1. Use the Mean Value Theorem to find an x-value where the instantaneous slope=average slope over the given interval:
f(x)=(9-x^2)^(1/2) on [-3,2]
I have done three chapters of Calculus already and I never have had to check for extraneous roots. So, my question is, when exactly do I check for extraneous roots? (ex/ when I was looking for critical points and I root my answer, I didn't have to check for extraneous roots)
2. Can someone show me how e^(ln((e^5-1)/5))=(e^5-1)/5?
by definition, e^(ln x) = x
for the MVT,
f(-3) = 0
f(2) = √5
average rate is thus √5/5 or 1/√5
So, you want to find where the slope of f is 1/√5
f' = -x/√(9-x^2)
so, find x where f' = 1/√5
-x/√(9-x^2) = 1/√5
square both sides. (This is where an extraneous root might appear, because both (√a)^2 = a and (-√a)^2 = a)
x^2/(9-x^2) = 1/5
5x^2 = 9-x^2
6x^2 = 9
x = ±3/√6
Now you have to check which solution you want.

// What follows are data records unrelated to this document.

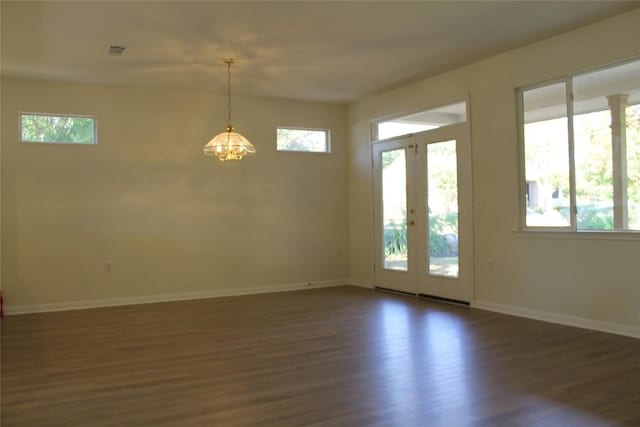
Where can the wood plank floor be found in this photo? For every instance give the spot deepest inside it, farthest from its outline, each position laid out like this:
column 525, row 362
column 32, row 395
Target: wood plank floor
column 340, row 356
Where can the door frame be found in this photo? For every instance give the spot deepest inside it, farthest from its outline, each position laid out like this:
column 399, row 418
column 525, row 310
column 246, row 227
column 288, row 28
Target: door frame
column 416, row 280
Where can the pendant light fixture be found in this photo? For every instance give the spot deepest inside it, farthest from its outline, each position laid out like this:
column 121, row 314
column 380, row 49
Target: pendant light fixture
column 229, row 145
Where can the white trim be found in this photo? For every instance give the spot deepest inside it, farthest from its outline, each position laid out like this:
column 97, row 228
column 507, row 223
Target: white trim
column 181, row 296
column 79, row 116
column 562, row 319
column 361, row 283
column 580, row 234
column 327, row 140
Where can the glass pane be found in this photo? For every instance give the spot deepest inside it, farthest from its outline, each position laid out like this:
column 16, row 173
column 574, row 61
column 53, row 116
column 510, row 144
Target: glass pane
column 310, row 140
column 424, row 120
column 394, row 209
column 442, row 208
column 601, row 99
column 57, row 129
column 594, row 176
column 633, row 165
column 546, row 150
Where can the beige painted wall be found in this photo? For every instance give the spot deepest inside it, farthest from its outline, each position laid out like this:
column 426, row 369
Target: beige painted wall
column 575, row 276
column 169, row 219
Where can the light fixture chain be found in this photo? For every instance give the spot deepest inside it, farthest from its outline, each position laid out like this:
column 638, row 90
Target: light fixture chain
column 229, row 92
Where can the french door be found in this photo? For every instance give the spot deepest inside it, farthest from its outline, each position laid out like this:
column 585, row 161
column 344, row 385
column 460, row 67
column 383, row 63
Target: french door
column 423, row 213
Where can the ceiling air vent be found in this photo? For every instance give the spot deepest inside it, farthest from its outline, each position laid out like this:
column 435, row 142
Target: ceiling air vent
column 116, row 50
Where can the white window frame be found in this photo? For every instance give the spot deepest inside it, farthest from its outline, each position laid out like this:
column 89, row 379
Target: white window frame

f'(3/√6) = -(3/√6)/√(9 - 9/6)
= -3/√6 / √(45/6)
= -3/√45
= -1/√5
And of course, f'(-3/√6) = +1/√5
See the graphs at
http://www.wolframalpha.com/input/?i=plot+y%3D%E2%88%9A%289-x^2%29%2C+y%3D1%2F%E2%88%9A5%28x%2B3%29%2C+y+%3D+1%2F%E2%88%9A5+%28x+%2B+3%2F%E2%88%9A6%29+%2B+%E2%88%9A%2845%2F6%29+where+-3+%3C%3Dx+%3C%3D+2
1. When to check for extraneous roots is not directly related to finding critical points, but rather to solving equations. In general, you need to check for extraneous roots when solving equations that involve taking roots or other operations that might introduce additional solutions. This is because some of these operations can generate solutions that are not valid in the original context.

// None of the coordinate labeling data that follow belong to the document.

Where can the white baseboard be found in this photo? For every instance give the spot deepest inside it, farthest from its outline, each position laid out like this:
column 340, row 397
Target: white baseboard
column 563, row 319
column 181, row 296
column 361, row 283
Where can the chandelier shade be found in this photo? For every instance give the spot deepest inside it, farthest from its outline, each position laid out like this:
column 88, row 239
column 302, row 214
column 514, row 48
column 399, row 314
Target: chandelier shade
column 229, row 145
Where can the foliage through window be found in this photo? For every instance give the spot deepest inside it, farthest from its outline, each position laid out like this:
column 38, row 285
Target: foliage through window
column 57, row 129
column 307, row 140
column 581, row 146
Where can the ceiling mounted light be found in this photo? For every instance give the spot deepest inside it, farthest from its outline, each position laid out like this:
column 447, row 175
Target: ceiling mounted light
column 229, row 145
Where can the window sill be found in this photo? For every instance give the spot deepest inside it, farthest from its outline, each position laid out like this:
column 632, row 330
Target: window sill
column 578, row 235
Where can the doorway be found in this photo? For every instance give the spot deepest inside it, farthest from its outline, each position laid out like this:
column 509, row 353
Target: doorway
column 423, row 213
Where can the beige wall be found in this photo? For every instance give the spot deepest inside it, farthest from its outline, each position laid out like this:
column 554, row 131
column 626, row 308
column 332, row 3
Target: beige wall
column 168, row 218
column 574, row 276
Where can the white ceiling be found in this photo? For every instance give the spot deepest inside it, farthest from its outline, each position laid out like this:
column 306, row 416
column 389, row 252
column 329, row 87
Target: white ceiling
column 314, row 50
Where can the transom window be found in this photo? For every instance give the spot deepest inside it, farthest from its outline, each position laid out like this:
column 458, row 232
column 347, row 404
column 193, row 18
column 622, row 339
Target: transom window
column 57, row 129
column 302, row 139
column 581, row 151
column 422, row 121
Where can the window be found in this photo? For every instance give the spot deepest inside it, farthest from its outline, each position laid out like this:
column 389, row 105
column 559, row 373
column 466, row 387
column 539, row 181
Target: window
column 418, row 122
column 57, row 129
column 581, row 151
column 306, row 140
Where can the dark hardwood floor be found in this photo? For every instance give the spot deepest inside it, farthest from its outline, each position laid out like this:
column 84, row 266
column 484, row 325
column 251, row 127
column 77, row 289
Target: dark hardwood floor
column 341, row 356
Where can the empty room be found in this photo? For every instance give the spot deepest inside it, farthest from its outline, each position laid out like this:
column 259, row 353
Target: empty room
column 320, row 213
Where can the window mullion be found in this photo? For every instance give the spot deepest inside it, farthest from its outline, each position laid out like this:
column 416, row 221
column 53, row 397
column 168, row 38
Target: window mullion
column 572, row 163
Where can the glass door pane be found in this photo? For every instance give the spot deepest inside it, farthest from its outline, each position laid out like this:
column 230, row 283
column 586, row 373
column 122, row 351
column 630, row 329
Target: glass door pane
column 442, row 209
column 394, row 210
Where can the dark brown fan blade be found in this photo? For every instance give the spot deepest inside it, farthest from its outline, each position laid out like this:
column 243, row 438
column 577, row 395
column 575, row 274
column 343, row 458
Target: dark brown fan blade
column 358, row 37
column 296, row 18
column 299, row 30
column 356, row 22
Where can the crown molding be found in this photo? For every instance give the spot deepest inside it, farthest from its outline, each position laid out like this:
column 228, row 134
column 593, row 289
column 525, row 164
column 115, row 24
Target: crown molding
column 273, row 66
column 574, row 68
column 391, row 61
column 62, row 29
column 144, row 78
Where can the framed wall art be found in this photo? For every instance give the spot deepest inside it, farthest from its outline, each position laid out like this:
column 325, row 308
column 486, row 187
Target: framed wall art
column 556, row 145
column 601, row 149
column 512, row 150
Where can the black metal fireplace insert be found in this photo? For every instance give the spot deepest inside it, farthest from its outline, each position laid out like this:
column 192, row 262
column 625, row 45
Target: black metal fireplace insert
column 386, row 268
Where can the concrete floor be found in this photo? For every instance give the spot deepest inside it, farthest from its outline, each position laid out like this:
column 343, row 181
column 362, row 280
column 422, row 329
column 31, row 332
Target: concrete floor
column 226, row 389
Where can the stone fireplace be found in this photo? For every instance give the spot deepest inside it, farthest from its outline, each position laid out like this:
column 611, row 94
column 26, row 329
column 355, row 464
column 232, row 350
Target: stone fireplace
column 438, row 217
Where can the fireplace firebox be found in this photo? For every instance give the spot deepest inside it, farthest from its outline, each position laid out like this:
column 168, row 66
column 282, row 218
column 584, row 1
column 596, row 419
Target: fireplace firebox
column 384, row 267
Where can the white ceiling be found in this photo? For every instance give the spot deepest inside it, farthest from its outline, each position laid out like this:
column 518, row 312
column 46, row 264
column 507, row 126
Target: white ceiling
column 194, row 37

In the case of finding critical points, you are looking for points where the derivative is either zero or undefined. When you solve for the derivative and set it equal to zero, you are essentially solving an equation. At this point, you don't need to check for extraneous roots because the equation was derived directly from the original function and its derivative.
However, if you were to solve for x in a different equation that involves taking a root, for example, you might need to check for extraneous roots. This is because taking a root can introduce multiple solutions, and not all of them may satisfy the original equation.

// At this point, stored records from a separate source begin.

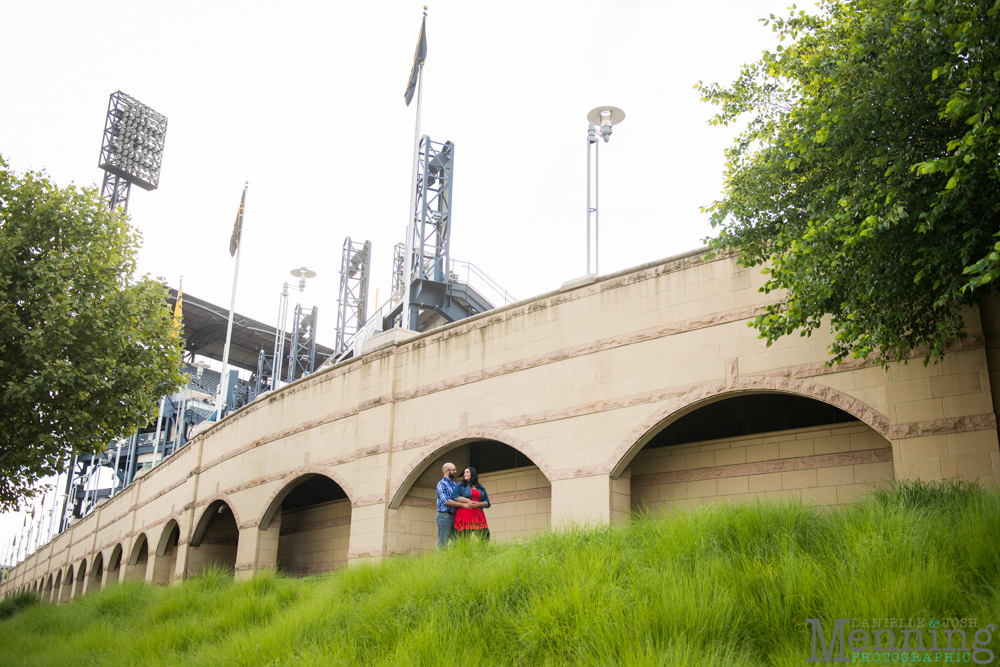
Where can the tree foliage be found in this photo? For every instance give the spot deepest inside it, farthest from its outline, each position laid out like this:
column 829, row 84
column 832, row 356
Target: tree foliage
column 866, row 182
column 86, row 349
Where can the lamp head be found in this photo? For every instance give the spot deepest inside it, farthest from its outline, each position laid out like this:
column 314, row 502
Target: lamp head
column 605, row 117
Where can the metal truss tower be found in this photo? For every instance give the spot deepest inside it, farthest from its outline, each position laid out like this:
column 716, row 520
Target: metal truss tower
column 352, row 299
column 432, row 213
column 303, row 353
column 132, row 148
column 435, row 296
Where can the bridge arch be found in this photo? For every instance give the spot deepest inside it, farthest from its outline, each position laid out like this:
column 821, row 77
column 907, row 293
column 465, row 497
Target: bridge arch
column 166, row 552
column 57, row 588
column 138, row 558
column 80, row 579
column 691, row 401
column 114, row 565
column 454, row 440
column 96, row 576
column 294, row 478
column 516, row 476
column 216, row 536
column 310, row 514
column 735, row 445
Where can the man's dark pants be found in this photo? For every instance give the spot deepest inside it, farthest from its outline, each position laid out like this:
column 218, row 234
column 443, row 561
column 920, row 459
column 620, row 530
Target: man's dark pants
column 444, row 520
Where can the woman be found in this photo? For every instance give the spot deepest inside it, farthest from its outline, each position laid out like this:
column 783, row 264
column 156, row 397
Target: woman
column 469, row 518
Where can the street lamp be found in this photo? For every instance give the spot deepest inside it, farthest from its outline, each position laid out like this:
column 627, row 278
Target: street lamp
column 302, row 274
column 604, row 118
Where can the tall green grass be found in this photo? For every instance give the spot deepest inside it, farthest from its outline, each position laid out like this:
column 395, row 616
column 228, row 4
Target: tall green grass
column 722, row 585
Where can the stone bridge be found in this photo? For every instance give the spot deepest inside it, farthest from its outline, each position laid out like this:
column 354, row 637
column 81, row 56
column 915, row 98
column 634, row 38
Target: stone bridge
column 643, row 389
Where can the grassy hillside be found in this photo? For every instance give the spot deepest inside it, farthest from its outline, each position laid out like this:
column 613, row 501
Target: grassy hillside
column 723, row 585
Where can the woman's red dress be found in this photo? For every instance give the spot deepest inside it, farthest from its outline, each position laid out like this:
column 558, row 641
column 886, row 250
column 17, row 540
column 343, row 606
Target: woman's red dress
column 469, row 518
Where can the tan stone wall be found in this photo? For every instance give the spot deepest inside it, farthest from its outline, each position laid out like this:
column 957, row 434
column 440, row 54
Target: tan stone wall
column 576, row 380
column 314, row 540
column 520, row 502
column 828, row 465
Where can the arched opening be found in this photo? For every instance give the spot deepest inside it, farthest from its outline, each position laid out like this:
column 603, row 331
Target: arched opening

In general, it's a good practice to always check the obtained solutions by substituting them back into the original equation to make sure they are valid.
2. To show that e^(ln((e^5-1)/5)) is equal to (e^5-1)/5, we can simplify the expression using the properties of logarithms and exponents.
Step 1: Start with the expression e^(ln((e^5-1)/5)).
Step 2: Apply the property of logarithms, ln(a^b) = b * ln(a), to simplify the expression inside the logarithm: ln((e^5-1)/5) = ln(e^5-1) - ln(5).
Step 3: Apply the property of exponents, e^(ln(a)) = a, to the expression inside the exponential: e^(ln(e^5-1) - ln(5)).
Step 4: Apply the property of exponents, e^(a-b) = e^a / e^b, to separate the terms inside the exponential: e^(ln(e^5-1)) / e^(ln(5)).
Step 5: Apply the property of logarithms, ln(e^x) = x, and the definition of the natural logarithm, ln(e) = 1, to simplify the expression: (e^5-1) / 5.
Therefore, e^(ln((e^5-1)/5)) is equal to (e^5-1)/5.